In a sign of the changing times, Cribbs good-bye was not done in a full-page Plain Dealer ad, a la CC Sabathia and Zydrunas Ilgauskas, but on his own Instrgram account...
I'm sure that it was done with the best of intentions, but it come off as self-serving and somewhat insincere. I reserve the right to be wrong about this, and welcome dissenting opinions, but I wouldn't question that he left on good terms, perhaps a little frustrated that he wasn't walking away from a little more. What can you say? The Browns are what they are, and they've been what they've been. Maybe there was an unspoken feeling of good riddance, which probably isn't fair, but definitely a mutual agreement between Josh, the Browns, and the rational fans that his time had come and gone.
Obviously, Josh was very accomplished in what he did. What he did was fulfill the utility player role as well as anyone that's ever worn a Cleveland uniform, other than Phil Dawson. If we're comparing him with Wally Szczerbiak, Alvaro Espinoza, or Ryan Pontbriand, I'd say the DC native stands up well and should over the course of time, at least better than Gerald McNeil has. I always good things for Cribbs, and felt he deserved better than what the Browns could give him.

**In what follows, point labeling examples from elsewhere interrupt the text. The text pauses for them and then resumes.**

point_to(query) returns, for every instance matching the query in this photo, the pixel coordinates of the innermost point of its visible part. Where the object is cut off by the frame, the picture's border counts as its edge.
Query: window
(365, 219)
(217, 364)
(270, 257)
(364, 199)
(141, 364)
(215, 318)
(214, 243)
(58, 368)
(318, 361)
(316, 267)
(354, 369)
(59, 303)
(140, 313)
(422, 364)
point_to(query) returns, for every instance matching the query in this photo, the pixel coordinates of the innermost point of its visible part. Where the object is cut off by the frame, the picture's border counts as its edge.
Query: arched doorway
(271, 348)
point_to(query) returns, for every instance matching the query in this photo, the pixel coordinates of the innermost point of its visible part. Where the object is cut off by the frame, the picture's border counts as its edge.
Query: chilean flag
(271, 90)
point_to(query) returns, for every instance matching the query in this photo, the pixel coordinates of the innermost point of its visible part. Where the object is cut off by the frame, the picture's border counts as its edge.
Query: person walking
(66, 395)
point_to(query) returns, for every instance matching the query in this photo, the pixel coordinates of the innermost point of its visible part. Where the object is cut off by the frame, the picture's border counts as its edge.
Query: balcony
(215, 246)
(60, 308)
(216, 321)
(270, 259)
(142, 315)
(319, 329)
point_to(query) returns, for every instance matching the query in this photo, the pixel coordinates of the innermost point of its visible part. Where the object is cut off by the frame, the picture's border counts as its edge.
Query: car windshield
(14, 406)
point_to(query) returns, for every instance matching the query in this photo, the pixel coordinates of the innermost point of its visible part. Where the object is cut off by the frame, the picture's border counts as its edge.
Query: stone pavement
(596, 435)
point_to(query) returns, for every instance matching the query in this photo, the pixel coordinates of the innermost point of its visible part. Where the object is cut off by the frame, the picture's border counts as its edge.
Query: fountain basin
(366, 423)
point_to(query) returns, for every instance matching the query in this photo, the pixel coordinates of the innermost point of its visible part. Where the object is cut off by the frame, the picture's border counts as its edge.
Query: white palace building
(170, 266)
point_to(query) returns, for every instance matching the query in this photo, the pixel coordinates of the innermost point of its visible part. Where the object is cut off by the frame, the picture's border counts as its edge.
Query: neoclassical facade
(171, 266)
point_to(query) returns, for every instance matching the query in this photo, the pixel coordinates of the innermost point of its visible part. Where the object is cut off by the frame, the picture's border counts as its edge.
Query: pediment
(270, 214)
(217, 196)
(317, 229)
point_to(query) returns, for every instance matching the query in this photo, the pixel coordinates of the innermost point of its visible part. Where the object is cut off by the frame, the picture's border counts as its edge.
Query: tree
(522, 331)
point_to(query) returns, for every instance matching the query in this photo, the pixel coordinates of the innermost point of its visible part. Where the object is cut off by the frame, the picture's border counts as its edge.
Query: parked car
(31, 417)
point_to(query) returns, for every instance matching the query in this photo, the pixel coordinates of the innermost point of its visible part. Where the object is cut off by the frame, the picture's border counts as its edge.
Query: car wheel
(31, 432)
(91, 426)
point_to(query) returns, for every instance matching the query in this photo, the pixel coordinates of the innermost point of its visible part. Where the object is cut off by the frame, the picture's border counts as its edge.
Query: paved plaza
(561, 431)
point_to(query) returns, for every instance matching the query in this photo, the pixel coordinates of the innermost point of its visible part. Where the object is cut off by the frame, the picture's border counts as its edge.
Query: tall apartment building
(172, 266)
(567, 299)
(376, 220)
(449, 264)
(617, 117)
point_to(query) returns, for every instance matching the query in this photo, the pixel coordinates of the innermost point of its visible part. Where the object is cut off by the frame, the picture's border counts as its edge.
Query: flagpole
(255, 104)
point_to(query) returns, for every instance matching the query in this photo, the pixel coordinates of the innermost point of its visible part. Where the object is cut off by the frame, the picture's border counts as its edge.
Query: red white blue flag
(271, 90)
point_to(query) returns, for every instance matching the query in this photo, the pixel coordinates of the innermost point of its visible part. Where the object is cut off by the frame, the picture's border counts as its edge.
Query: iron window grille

Again, Joshua Cribbs being your best player doesn't bode well for your team or for Cribbs in the long run. I thought it would be nice to see him shine where his contributions could make a difference, unless it meant making a difference in Pittsburgh. He didn't get to play in the post-season with the Browns, and by the time he was able to seek greener pastures, he was washed up.
The only ones biting on the Cribbs experience, this late in his career, were the Raiders. They didn't like him, so now it's the Jets. They're not very good, but he'd rather be there than nowhere, so he wants to talk his current team up, and that's fair.
"We're not the Browns," the kick returner/wide receiver told Newsday on Sunday. "We're not the team that gives up. We have fight in this team. They're a motivated bunch of young guys. I'm just happy to be here and be able to contribute . . . Love it here."
"The GM [John Idzik] takes that to the heart. Like Braylon Edwards. He could've played here, but they said 'he didn't play like a Jet. Get him out of here,' " Cribbs said of his former teammate in Cleveland. "So last week [against the Patriots] proved to me that this is not the Browns. If we were, we would've lost those games."-Joshua Cribbs (as told to Newsday)
Wow Browns fans why all the hate? Years of loyalty & one miss quote in an article an u now wish (cont) http://t.co/CYmJN18sbm
— Josh Cribbs (@JoshCribbs16) October 29, 2013
So, he threw the Browns under the bus to the New York media. Was it uncalled for? Yes. Was anyone surprised when he back-pedaled? No, and forgive me for being out of the loop, but I'm not sure if he used the excuse of being misquoted, hacked, or taken out of context.